ジオンライン ―平面越しの絆たち― 第一章:第一幕
作者:ランドール
第一幕 勝手知ったる顔見ぬ仲間 ――オンラインサイド――
『尻尾切ったど〜!』
チャット画面が開いて文字が躍る。
例文登録しているのか、鎧竜の尻尾を切るや否やの雄叫びだった。
『GJ!』
『ナイスです^^』
他の仲間たちからも声が上がる。文字を打ち込む手間は戦闘時には致命になりかねないため、例文登録でない限り短いのが通例である。そんな中でも、個性が光っているのは興味深い。
「良い仕事ですね」
私も仲間を労い、その一方で油断無く弾丸をリロードする。毒弾である。一般に、目に見えて攻撃機会の増える麻痺の方が状態異常としては好まれる傾向にあるが、相手によっては毒の方が有効打となる。鎧竜グラビモスは、典型的な毒に弱いタイプだ。
シュン、とサイレンサーで音を消された弾丸が飛ぶ。着弾。
何発か打ち込むうちに、こぽこぽと毒のエフェクトが鎧竜の頭に現れる。これをなるべく維持することが、当面の私の仕事と言えるだろう。
不思議なもので、慣れた仲間と動く時は、誰がどう決めたわけでも無しに、役割分担が自然と出来上がってくるのである。
尻尾を切るのは、先に雄叫びを上げた大剣使いのDS氏
着実に部位を破壊するのは、ランス使いのLee氏。
常にムードメーカーとして作用する、Bore氏。
別段、ランクが近かったからとか集める素材が似通っていたからとか、そういう集団ではない。大仰に同じ志を持った、というわけでもない。
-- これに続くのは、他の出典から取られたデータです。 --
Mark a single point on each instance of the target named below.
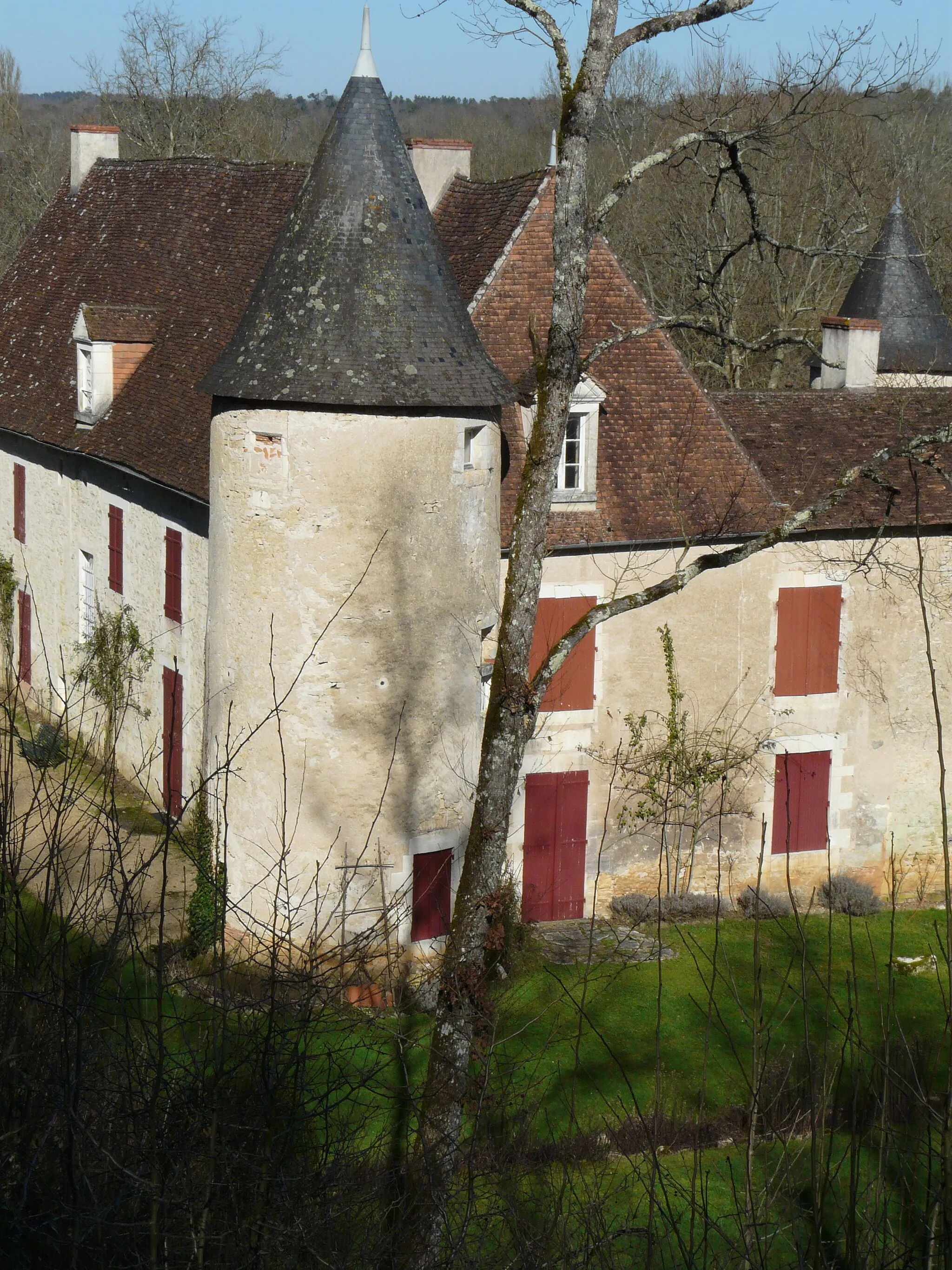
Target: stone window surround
(587, 399)
(94, 360)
ただ、何となく、互いにとって居心地が良かったのである。
出会いは偶然だが、継続は必然。人付き合いのある側面に関しての、真理と言えるだろう。
と、再びチャット画面が飛び出した。
『zzz』
気の抜けることを言うのは、Bore氏だった。
睡眠ガスで眠らされて、見れば体力も少ない。ここで熱線を喰らえば、お手本のような即死コースである。そんな状況下でのお茶目な発言は、余裕というよりは開き直りか、それとも本人の気質によるところか。恐らく両方だろう、と思いながら私はスコープを覗いた。
「了解です」
例文を添えて発射。着弾。紫色の煙がBore氏から立ち昇る。
『うはw毒弾だw』
「ええ」
別の弾をリロードする暇が無かったので仕方ない、と釈明するには、キーボードの不在が立ち塞がる。もっとも、眠りさえ解除できれば何ら問題は無いので、充分といえば充分なのだが。
その後、鎧竜を倒してもなお、Bore氏は終始ご機嫌だった。何かが面白かったらしい。
『そういえばNPさん、前は貫通弾だったよねw』
『貫通しましたか…^^;』
DS氏が素直に驚く横で、
『逆に目覚めないかもw』
と、Lee氏が相当物騒なことを言う。
話の流れからすれば、ここは『そうかもしれませんね』とLee氏の発言に続くのが妥当なのだが、ここでもキーボードの不在が立ちはだかる。簡単に言うと、最初のBore氏の発言に向けた言葉が、この時点でやっと打ちあがるくらいの速度なのである。そのため、打っては消し打っては消しで、気がつけば終始無言、というケースもちらほらある。
ただ、この場合は、問題なく話がつながると判断し、そのまま発言ボタンを押した。
「しかもLv2でしたからね」
笑いを意味する『w』の文字がチャット画面に乱れ飛んだ。
それは痛い、いや即死だ、と打たれた本人が一番大笑いしている。普通に事実報告をしたつもりなのだが、何故か、時折妙に面白がられる。まあ、これはこれで悪く無い。
ただ、一応、釘は刺しておこう。
「そう何度も寝ないで下さいね?」
実際、過去数回はそのまま死んでいるのだ。睡眠ガスがスキル無しではガード不能になった以上、回避にも慣れてもらわねば、即死の危うさが増す。
『うはw美人に叱られたw』
『いいなあ、羨ましい!』
『こっちも頼みまーす^^』
………………貴様ら。
「次から放置しますね」
『わ〜い、冷たい視線貰ったw』
『オレも美人になじられた!』
『後は踏まれれば完璧ですね♪』
………………何をどう完成させる気だ。
ああもうどうしてくれようか、と思案しながらふと気づく。
(何だ、私も結構、楽しんでいるじゃないか)
誰も気づかないだろうが、このとき、私は――NPは、微笑んでいたに違いない。
さあて。
気合を一つ入れた私は、短くて、かつ効果的に仲間の臓腑を抉る言葉を組み立て始めた。